Hugh: My wife might be calling you. Tell us about this organization.
Linda: Bedford Ride, we are a program of the Central Virginia Alliance for Community Living. We do non-emergency medical training and transportation for Bedford residents who are unable to drive. All of our drivers are carefully vetted volunteers. We have over 90 volunteers, 20 wheelchair accessible vans, and five cars.
Hugh: We are in central Virginia. Bedford is the next town over. Look at this. Be a Santa to a Senior.
Vicky: Right now, at the Central Virginia Alliance for Community Living, we are doing a Be a Santa to a Senior program. That is when we provide Christmas presents for our clients and others throughout the area. We do need people to come and take our tags. This is how we provide Christmas to seniors who otherwise wouldn’t have Christmas.
Hugh: Where can they find you online?
Hugh: And where can they find Adult Care Center?
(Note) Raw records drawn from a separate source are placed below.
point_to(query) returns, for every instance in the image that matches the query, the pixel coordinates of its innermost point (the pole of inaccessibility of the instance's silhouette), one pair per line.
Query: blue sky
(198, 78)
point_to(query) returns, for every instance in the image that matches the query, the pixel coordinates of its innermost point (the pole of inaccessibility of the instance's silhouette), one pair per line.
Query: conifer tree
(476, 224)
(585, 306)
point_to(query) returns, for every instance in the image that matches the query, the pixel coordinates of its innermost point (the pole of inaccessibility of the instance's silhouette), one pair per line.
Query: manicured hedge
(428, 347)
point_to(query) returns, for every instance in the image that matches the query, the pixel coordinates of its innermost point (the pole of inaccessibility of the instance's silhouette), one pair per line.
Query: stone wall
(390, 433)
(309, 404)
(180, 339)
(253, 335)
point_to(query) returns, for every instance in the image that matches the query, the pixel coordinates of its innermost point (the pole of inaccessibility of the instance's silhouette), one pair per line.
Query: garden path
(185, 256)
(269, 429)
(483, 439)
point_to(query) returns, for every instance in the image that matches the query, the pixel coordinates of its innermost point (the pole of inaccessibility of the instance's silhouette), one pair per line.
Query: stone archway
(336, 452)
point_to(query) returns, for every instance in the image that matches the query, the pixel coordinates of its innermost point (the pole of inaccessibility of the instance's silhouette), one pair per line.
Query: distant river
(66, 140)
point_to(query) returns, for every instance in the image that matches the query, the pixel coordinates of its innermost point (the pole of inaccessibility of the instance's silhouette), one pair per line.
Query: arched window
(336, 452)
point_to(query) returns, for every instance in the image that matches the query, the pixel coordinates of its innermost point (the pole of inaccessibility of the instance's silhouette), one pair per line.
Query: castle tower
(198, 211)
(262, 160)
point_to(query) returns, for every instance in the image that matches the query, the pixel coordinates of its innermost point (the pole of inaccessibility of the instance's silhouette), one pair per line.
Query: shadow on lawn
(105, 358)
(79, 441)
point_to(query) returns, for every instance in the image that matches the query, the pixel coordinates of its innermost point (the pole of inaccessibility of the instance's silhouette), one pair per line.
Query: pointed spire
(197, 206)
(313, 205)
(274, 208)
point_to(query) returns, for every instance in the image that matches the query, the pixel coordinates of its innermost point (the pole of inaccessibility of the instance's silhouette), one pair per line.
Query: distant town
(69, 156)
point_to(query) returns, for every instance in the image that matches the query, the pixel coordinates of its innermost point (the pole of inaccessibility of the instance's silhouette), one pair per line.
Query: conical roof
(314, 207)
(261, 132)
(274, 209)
Linda: And Bedford Ride is BedfordRide-CVACL.org.
Hugh: Those are places you can find these ladies.
Do you want to talk about Meals on Wheels? People have heard of Meals on Wheels but may not know much about it. Tell people who you are and what you’re representing here.
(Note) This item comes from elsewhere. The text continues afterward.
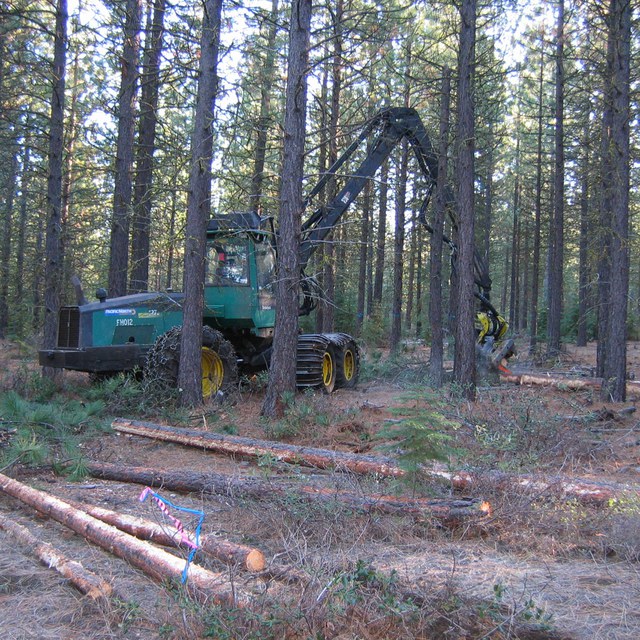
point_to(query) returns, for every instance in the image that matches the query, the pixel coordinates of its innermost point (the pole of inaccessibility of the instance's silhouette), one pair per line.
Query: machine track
(327, 360)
Janet Lomax: I’m Janet Lomax. I am representing on Meals on Wheels of greater Lynchburg.
Hugh: People may have heard about it, but they don’t know what Meals on Wheels is about.
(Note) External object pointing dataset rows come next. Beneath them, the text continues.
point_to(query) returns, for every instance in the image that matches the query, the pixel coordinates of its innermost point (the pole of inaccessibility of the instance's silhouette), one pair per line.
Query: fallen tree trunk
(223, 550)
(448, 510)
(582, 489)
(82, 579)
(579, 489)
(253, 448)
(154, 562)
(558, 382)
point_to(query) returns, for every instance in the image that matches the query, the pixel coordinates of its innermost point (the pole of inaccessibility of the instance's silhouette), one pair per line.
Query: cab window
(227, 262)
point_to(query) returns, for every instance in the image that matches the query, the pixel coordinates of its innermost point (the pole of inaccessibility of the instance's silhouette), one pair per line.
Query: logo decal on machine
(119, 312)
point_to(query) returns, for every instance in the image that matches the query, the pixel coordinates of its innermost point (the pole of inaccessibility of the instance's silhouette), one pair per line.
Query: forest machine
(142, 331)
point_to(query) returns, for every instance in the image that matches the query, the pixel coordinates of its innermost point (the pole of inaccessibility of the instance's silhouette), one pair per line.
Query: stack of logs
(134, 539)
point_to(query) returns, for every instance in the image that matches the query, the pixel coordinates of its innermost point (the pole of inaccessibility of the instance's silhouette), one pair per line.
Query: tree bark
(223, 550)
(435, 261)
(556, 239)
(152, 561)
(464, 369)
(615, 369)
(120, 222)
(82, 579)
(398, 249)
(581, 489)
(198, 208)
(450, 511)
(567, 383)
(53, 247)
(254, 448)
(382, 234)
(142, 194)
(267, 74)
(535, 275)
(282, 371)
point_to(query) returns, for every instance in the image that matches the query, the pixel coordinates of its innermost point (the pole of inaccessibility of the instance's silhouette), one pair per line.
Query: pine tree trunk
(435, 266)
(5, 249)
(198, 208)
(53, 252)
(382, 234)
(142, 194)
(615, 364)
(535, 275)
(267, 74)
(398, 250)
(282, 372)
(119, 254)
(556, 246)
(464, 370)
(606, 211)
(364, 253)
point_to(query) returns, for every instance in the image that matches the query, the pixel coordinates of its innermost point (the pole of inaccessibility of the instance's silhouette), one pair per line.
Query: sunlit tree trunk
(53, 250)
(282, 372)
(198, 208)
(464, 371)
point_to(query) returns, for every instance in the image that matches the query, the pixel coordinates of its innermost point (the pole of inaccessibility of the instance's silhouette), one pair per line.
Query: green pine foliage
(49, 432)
Janet: Meals on Wheels delivers hot meals every day, Monday through Friday, to home-bound individuals who cannot prepare a nutritious meal for themselves or who do not have a person who can prepare nutritious meals for them. This Meals on Wheels delivers those meals for them, filling the gap for them.
Hugh: We do have a pretty large need. We have a segment under the poverty line in Lynchburg, don’t we?
Janet: Yes, we do.
Hugh: Where can people find you online?
Janet: They can to go MealsLynchburg.org.
Hugh: Thank you for standing up and telling your story. Let’s see who I haven’t interviewed yet. Tell people who you are and what’s this organization you’re representing.
Teresa: Thank you so much. I’m Teresa Davis. I’m the communications director at Gleaning for the World. We are located in Concord, Virginia. We focus on disaster relief and humanitarian aid locally here in Central Virginia, and nationally and internationally as well.
Hugh: Gleaning for the World. What is it about? What do you do?
Teresa: Our mission statement is to share the love of God at home and around the world. That’s what we’re doing. We’re sharing God’s love by meeting tangible needs to people in need.
Hugh: Like what? Give me an instance.
Teresa: For example, right now, we have a truck on the way to California to help the people staying in shelters because of the Kincaid wildfire. This morning, they are back at the warehouse loading a truck headed to Jordan to bring clothes and basic materials to the refugees there.
Hugh: Wow. Where can people find you online?
Hugh: Thank you for sharing your story.
What are you doing here? Connect Networking Group. Who are you, and what is this organization?
Elizabeth Snyder: I’m Elizabeth Snyder. I am with the Connect Lynchburg Group. I like to say we are the Angie’s List of Lynchburg because we have our businesses that we refer each other out and we do networking. The reason why we’re here today is we also do a lot of work in the community. That’s part of being a member of Connect. We do community work.
Hugh: Love it. Where can people find you online?
Elizabeth: We have a website. We’re on Facebook. Our web URL is LynchburgConnect.com.
Hugh: I think I’ve made the rounds. Thank you for coming by! Tell others the story of some of these great nonprofits and what they’re doing.